Following Brazil’s recent credit boom, banks are starting to face increased customer arrears. A research report from BB Investimentos, a division of Banco do Brasil, shows the default rate (arrears of 90 days or more) on all loans rose to 4.6% in January from 4.4% in December. Banks are increasing provisions against non-performing loans and taking more conservative lending strategies. Brazil’s total available credit from public and private lenders rose from 34.2% of GDP in January 2008 to 41.2% in January 2009, and banks had initially predicted further credit growth in 2009.

In a further sign of the impact on Brazil of the credit crunch, Brazilian finance minister Guido Mantega has admitted the country is unlikely to meet the official 4% GDP growth target for 2009. While the government will continue to introduce economic stimulus measures, analysts predict the economy will grow by just 1% this year, compared with 5.1% in 2008. Tighter credit is cited among reasons for the slowdown.
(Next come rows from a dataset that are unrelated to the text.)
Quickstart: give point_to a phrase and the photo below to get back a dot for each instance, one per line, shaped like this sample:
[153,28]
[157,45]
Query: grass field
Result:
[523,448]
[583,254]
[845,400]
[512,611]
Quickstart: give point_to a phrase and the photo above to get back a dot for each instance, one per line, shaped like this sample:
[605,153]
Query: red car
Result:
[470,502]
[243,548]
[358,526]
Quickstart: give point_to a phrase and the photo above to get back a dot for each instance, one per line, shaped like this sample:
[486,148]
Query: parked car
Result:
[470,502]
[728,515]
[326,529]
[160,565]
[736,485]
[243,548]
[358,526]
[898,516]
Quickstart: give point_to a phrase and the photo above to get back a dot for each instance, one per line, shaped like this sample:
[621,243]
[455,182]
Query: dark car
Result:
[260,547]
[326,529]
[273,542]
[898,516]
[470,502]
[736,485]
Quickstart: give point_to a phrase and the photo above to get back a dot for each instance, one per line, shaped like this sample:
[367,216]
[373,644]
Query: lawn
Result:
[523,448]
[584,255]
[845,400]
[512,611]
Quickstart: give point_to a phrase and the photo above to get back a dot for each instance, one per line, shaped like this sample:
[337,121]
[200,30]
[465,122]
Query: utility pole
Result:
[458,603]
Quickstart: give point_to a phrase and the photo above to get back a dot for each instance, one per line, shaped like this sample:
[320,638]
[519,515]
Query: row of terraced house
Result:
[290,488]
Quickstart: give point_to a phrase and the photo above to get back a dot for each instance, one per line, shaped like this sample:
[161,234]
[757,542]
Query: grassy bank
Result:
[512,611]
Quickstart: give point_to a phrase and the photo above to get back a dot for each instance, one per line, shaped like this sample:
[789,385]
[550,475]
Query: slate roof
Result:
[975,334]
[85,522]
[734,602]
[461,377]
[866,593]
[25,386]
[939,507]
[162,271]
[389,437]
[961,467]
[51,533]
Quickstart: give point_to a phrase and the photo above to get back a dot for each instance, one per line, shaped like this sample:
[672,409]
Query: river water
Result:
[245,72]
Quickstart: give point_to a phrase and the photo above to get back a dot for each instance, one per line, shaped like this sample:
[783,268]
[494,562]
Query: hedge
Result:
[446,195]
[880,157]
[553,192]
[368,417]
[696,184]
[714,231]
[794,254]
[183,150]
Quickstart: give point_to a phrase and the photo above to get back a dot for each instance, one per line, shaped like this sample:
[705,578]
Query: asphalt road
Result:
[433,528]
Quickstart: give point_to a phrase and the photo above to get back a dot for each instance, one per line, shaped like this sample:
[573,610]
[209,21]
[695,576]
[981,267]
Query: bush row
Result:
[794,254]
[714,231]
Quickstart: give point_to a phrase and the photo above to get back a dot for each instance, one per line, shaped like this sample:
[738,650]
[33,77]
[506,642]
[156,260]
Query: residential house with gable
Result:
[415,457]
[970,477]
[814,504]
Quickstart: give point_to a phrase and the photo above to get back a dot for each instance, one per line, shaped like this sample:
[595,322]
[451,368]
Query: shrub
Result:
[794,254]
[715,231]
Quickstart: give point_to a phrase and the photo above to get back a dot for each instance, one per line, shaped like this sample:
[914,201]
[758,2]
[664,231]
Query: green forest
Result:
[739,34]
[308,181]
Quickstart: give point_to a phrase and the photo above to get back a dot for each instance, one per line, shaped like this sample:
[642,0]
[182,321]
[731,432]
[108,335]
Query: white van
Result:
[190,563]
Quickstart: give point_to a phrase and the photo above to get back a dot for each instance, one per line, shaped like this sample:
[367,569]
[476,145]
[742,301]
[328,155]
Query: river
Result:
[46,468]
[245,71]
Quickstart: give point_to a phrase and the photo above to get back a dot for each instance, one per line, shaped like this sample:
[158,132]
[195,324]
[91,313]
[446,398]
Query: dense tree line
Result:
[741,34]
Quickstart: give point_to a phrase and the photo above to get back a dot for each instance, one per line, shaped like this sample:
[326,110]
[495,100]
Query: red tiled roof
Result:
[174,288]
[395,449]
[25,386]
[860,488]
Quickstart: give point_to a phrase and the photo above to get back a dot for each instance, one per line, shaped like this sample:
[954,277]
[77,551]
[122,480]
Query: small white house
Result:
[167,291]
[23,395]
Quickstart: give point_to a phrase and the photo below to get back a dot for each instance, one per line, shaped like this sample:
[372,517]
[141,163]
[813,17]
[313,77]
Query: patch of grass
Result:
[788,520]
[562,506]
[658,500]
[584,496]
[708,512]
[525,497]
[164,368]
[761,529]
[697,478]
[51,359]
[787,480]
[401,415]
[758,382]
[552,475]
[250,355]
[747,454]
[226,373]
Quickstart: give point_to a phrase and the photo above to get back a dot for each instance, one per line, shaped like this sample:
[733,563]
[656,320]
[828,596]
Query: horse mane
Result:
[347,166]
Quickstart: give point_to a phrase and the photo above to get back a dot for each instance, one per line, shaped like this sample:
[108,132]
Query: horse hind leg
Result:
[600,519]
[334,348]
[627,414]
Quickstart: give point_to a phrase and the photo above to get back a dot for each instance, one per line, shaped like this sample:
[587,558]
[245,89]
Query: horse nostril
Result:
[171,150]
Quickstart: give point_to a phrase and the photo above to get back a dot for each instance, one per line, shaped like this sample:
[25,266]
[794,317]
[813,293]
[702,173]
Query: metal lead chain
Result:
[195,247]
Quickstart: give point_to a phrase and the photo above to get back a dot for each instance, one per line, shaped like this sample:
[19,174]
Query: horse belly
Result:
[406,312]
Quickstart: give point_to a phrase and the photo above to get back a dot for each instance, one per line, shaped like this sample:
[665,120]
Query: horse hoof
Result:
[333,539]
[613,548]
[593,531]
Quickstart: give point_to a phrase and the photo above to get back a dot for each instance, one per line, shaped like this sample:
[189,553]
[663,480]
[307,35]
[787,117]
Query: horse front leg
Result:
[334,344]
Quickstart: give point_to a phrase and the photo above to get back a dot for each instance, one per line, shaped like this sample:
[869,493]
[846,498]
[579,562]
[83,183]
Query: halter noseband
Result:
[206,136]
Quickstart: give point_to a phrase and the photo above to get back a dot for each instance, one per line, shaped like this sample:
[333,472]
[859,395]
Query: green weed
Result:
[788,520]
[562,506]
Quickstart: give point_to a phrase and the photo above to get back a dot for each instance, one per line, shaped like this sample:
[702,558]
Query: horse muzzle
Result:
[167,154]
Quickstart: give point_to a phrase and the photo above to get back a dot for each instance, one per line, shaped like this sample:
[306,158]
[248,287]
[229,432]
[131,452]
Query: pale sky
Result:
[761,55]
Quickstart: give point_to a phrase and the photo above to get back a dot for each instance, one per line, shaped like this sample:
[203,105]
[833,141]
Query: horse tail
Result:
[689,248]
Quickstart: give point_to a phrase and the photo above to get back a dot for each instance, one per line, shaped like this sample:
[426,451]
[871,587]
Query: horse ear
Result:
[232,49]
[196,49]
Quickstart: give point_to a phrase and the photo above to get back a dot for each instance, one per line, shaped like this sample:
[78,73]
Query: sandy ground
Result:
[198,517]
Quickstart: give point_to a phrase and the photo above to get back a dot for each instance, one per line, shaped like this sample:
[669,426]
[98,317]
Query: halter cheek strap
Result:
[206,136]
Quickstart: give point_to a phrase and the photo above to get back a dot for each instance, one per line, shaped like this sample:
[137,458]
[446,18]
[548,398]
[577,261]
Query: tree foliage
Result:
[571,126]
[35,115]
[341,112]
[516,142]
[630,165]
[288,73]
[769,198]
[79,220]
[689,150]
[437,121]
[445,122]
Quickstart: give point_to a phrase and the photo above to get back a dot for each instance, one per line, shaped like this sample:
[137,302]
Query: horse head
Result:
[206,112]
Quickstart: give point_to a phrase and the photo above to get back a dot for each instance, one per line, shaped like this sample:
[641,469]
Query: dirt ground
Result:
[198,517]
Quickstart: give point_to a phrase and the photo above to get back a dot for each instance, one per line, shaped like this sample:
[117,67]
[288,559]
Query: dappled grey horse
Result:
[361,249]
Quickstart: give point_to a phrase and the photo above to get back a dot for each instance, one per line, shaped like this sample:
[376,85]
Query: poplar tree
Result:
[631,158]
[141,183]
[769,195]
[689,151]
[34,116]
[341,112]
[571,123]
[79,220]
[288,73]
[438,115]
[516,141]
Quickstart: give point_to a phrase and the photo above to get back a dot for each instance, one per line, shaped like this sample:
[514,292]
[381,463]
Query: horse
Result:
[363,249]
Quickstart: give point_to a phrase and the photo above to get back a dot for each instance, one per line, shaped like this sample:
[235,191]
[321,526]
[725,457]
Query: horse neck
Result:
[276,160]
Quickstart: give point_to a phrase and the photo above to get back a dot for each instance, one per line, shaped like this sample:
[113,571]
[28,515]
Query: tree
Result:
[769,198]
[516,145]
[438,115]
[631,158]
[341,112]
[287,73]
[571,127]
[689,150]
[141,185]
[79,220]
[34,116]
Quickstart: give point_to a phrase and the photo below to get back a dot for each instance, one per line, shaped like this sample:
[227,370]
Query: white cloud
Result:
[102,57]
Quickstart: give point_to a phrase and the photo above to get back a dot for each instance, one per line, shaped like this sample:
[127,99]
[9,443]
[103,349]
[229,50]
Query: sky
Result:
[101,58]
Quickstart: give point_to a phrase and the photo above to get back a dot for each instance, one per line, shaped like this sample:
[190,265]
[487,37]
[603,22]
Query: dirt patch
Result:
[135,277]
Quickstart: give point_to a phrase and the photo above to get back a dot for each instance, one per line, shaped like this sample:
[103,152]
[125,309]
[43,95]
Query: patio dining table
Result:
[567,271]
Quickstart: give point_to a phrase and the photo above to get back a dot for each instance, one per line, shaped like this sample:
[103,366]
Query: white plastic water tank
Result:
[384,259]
The country’s oil industry is shrugging off the downturn, though. Japan’s Marubeni industrial group will finance construction of an $8.5 billion refinery by Petrobras, Brazil’s state-owned oil company. The loan will be partly repaid with future output from the refinery, which will convert crude oil into low-sulfur diesel. It will process up to 300,000 barrels per day when a first phase is completed in 2013, with a second phase doubling capacity by 2015. The loan comes on the heels of an agreement by the China Development Bank to provide $10 billion for Petrobras to finance its $174.4 billion five-year investment program.

The Brazilian Air Force will help finance a $500 million program for Embraer, the world’s third-largest aircraft producer, to develop a new military transport plane. The Brazilian company estimates demand for the KC-390 will allow it to sell 700 units of the new model worldwide by 2020. The air force plans to purchase up to 30 of the new planes.